Molecular Orbital Theory and Hyperfine Splitting in Electron Spin Resonance Spectra of Semiquinones

Abstract

Molecular orbital calculations of the unpaired electron density in a number of semiquinone ions have been made as a function of a range of values of the Coulomb integral αO for the oxygen atom and the resonance integral βCO between the oxygen atom and the carbon atom. The unpaired electron densities ρ i were compared with the experimental hyperfine splitting constants ai arising from the proton bonded to carbon atom i by the use of McConnell's relation ai =Qρ i . Excellent agreement is obtained for the proper choice of αO and βCO. In contrast to most experimental tests of molecular orbital theory, the agreement depends rather critically on the choice of these two parameters.
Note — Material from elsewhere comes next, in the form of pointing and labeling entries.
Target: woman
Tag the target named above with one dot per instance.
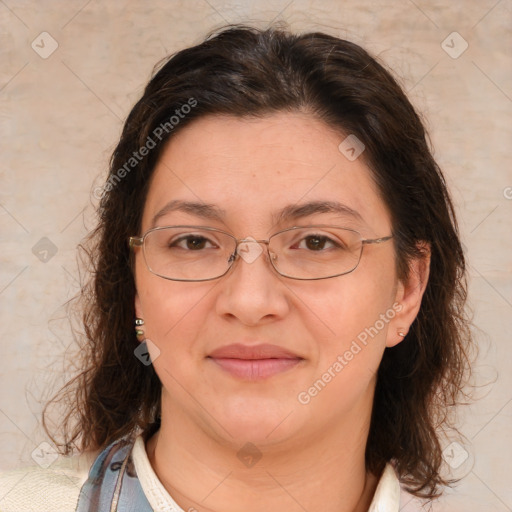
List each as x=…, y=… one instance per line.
x=275, y=320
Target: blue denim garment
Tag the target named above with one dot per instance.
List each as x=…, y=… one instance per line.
x=113, y=485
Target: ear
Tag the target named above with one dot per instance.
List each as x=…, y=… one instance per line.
x=409, y=295
x=138, y=306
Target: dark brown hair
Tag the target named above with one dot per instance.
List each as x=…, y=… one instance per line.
x=242, y=71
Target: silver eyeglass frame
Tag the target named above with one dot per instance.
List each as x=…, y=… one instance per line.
x=138, y=241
The best values found for the parasemiquinone ions are in the neighborhood of αO≅αC+1.2 βCC and βCO≅1.56 βCC. The values of | Q | are close to 22.5 gauss. A different set of parameters is needed for the ortho‐semiquinones. The molecular orbital calculation also fits the experimental splitting constants of the ringprotons in the positions meta and para to the methyl group of the tolusemiquinone ion, but there is a large discrepancy at the position ortho to the methyl group. The results of detailed examination of a number of spectra of semiquinone ions are also reported.